Russian tension ices Woolly Mammoth Festival of New Radical Theatre
It is an immense pity that the current representatives of this conscientious and innovative tradition won’t be able to show their work in Washington this fall. Given their own commitment to engagement coupled with aesthetic innovation, Woolly Mammoth would have been an ideal host to the current generation of leading Russian artists.
Most importantly, we can understand that to blame current difficulties solely on political forces in Russia gives radicalism too much credit. It’s a lesson taught over and over again by censorship: if works of art didn’t speak so powerfully, governments wouldn’t rush to silence them. In response to and—just as importantly—in spite of government pressures, Moscow’s theaters are conducting a process of self-interrogation and self-definition which, in its best examples, refuses to cede an inch of truth to ideological approximation.

Whether in the neighborhood of the White House or the Kremlin, that’s an ideal worth defending from both reactionary perspectives and political maneuverings. The capital of any tolerant country would be proud to host, and support, artists wrestling so tenaciously with their national history—and its implications for the future.

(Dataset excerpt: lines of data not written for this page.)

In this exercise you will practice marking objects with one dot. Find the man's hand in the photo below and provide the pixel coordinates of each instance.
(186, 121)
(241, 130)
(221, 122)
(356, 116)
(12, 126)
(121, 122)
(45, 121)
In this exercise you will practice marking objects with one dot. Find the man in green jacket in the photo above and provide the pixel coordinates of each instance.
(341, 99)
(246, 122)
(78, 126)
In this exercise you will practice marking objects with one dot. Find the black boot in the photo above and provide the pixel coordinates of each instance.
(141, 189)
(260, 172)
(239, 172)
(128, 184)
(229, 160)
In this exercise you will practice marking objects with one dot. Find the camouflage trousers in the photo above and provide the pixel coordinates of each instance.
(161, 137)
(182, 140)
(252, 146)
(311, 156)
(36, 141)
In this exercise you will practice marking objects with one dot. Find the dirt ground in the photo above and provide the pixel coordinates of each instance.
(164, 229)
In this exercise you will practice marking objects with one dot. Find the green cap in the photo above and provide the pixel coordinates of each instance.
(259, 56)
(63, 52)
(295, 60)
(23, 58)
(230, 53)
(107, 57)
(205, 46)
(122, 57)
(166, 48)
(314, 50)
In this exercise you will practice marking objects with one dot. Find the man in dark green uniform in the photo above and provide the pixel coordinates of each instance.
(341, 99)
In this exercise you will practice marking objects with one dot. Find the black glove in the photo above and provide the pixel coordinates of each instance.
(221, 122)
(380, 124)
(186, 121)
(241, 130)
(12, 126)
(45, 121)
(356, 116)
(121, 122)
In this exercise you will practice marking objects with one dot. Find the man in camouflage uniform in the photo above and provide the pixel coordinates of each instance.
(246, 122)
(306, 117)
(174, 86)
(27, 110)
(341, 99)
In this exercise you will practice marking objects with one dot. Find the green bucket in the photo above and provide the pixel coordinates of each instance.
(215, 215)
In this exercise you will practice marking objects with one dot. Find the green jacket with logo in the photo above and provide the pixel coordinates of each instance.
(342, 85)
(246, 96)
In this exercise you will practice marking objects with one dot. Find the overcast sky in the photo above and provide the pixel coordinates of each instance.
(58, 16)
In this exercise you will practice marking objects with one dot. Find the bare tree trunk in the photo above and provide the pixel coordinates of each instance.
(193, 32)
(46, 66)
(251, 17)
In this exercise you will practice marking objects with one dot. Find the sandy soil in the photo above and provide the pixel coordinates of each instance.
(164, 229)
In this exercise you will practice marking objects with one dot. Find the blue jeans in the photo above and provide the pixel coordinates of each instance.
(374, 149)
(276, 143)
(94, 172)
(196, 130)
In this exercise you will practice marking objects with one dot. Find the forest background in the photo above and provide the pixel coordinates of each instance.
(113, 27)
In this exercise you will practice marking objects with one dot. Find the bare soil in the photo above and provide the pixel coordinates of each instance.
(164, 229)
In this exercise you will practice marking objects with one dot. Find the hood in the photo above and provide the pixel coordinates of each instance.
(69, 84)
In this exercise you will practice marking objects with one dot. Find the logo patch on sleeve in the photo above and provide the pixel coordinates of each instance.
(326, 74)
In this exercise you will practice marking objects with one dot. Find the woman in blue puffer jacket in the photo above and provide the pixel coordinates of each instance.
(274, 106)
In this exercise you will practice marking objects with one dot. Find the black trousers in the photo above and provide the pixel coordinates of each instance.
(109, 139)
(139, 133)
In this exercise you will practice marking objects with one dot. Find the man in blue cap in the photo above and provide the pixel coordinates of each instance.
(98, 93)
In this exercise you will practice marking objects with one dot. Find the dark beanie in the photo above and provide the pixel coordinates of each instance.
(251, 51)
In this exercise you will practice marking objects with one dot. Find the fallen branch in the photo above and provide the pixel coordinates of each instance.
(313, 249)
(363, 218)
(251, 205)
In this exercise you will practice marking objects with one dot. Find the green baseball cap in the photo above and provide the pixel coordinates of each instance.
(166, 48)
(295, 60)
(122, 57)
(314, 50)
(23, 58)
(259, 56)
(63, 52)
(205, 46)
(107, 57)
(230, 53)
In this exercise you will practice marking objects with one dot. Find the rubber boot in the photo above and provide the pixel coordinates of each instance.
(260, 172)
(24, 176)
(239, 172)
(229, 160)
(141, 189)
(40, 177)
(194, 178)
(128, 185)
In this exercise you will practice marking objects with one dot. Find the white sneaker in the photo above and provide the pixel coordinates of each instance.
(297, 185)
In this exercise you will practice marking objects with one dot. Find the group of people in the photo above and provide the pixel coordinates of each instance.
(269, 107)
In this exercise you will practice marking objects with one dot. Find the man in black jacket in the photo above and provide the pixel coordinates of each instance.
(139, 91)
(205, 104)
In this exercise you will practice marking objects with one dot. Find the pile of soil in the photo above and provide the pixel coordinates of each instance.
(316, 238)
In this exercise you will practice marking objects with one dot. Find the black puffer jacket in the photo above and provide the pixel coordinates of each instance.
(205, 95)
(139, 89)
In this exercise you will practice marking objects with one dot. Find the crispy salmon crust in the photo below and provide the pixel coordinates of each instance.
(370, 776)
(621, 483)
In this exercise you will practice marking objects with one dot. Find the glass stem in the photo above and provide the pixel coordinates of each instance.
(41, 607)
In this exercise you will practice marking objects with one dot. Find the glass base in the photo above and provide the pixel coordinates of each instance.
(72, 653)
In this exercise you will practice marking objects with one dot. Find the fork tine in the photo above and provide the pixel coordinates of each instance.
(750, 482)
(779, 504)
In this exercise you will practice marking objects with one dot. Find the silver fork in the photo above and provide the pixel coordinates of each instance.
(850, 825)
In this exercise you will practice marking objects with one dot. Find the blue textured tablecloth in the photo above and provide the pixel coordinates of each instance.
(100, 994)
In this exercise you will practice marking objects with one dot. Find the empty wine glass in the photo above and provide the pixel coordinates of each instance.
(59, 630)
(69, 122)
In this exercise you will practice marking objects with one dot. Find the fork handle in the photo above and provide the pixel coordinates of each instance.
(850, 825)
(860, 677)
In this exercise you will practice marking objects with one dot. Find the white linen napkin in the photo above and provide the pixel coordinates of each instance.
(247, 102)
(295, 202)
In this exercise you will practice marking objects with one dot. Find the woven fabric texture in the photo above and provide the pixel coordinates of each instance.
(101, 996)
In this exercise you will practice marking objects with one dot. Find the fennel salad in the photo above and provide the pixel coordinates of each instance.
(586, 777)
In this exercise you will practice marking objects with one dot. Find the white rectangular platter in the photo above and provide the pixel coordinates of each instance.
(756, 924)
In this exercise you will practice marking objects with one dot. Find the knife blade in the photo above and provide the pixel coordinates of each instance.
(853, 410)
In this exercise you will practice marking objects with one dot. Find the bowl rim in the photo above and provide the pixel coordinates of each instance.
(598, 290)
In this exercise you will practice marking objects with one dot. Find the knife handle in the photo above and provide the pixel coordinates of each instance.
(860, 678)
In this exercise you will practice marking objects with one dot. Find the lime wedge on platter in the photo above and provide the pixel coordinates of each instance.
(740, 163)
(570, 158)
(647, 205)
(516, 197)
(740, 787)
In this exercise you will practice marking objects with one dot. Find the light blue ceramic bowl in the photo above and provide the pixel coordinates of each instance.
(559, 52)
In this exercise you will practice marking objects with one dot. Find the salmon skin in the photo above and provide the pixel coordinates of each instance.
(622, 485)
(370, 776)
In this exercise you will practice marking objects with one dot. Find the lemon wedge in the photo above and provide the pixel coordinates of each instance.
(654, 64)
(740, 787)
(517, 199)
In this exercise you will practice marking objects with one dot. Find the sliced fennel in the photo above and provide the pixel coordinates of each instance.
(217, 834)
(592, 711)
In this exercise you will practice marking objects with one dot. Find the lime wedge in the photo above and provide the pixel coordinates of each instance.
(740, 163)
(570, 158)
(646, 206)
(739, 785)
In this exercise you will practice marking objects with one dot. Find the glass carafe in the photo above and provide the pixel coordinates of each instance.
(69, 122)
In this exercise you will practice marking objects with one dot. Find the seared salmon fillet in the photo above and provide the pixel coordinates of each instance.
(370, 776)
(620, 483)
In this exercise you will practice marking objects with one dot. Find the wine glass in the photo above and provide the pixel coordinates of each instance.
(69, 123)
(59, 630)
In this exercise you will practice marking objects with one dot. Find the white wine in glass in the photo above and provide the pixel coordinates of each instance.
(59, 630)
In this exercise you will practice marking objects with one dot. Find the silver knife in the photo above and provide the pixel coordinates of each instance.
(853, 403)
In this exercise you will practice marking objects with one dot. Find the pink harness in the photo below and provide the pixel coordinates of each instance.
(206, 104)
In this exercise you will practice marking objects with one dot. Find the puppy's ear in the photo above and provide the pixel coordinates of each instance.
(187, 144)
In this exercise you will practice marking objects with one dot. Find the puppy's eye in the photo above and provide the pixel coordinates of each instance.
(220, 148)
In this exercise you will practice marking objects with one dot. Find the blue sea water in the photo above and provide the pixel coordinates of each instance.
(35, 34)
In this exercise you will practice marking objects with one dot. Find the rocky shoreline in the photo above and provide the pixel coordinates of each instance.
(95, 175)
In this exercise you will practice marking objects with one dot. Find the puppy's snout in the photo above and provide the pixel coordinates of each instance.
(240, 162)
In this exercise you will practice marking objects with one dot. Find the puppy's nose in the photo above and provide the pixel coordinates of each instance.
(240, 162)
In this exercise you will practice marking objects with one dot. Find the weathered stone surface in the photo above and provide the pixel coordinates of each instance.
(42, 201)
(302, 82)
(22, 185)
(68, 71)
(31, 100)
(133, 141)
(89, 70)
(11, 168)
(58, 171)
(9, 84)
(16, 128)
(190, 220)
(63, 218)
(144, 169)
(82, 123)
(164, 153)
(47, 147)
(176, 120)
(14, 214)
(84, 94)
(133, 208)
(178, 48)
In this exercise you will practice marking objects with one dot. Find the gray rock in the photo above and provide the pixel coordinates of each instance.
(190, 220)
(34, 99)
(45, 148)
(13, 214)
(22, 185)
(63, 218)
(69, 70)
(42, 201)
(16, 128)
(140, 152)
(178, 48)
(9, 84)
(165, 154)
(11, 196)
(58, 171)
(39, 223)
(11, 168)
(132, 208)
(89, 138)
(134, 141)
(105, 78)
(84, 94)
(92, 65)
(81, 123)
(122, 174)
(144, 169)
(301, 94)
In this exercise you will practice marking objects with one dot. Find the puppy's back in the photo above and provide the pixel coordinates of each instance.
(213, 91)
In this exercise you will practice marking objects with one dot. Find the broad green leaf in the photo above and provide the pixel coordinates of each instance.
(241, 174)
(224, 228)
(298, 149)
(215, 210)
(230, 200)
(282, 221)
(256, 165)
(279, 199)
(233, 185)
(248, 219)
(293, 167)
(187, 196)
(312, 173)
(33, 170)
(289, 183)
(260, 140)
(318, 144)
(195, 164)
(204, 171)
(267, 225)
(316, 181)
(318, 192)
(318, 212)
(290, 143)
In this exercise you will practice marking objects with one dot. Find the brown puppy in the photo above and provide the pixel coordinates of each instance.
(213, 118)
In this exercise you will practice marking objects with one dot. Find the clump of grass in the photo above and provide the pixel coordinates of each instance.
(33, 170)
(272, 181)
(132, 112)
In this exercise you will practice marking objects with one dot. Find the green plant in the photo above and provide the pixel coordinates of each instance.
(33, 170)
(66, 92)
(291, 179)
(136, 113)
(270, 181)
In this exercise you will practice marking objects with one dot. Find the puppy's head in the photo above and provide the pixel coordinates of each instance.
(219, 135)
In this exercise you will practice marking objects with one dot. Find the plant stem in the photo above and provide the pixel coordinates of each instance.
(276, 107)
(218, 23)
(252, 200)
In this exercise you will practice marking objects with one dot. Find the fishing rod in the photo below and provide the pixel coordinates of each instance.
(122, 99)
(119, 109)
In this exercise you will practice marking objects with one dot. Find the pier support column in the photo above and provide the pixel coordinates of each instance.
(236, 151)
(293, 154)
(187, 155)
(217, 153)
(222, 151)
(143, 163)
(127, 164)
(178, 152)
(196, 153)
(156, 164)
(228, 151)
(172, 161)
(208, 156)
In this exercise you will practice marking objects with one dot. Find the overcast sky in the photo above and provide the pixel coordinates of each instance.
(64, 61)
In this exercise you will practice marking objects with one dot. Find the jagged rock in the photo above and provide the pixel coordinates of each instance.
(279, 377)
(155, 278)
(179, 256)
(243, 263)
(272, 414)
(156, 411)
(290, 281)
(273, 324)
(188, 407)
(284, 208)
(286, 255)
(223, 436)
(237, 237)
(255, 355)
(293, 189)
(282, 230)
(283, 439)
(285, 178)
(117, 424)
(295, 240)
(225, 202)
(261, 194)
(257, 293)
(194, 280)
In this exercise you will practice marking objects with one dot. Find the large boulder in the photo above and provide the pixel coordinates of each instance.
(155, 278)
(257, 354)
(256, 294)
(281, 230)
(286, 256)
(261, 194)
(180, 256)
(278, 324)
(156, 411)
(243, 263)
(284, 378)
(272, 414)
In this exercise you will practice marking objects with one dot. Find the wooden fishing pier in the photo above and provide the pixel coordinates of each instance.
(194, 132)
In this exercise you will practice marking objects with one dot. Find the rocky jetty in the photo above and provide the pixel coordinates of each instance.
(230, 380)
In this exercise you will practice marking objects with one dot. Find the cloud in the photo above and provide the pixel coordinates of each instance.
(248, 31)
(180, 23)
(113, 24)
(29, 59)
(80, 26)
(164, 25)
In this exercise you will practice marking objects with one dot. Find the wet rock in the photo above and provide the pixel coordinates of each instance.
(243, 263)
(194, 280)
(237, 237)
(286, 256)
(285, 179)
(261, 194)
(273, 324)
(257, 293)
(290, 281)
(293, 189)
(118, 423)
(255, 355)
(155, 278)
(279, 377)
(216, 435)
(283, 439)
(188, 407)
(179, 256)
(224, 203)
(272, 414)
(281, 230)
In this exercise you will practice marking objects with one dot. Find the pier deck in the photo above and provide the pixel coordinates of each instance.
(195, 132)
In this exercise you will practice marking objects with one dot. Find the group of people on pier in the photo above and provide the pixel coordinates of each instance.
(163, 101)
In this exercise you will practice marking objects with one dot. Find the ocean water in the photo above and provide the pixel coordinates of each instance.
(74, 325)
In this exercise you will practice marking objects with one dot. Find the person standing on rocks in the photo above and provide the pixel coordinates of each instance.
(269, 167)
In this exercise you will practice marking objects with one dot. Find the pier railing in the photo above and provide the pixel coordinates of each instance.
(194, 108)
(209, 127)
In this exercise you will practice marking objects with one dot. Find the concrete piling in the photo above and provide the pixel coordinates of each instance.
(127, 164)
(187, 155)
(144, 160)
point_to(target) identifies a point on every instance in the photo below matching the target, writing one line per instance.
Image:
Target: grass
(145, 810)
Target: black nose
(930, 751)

– DCTS writer Robert Duffley is currently studying at the Moscow Art Theater in conjunction with the Institute for Advanced Theater Training at Harvard University. –
This is very unfortunate for Washington´s audiences, as well as for Russian-US relations. Oftentimes, culture can be the “first resort of kings,” and help continuing to strengthen the strong bond that has existed between the two countries´ performing arts communities for nearly a century. Russian theater and dance have influenced American performance practice in innumerable and profound ways, from Stanislavski´s System being adapted into the American “Method” style of acting, to George Balanchine´s formation of the New York City Ballet, to numerous writers (Nabokov), dancers (Baryshnikov), and composers (Stravinsky) making their impact on the cultural life in the United States for generations to come. Hopefully, Woolly Mammoth and others will find a way to get these innovative new Moscow artists to American audiences soon.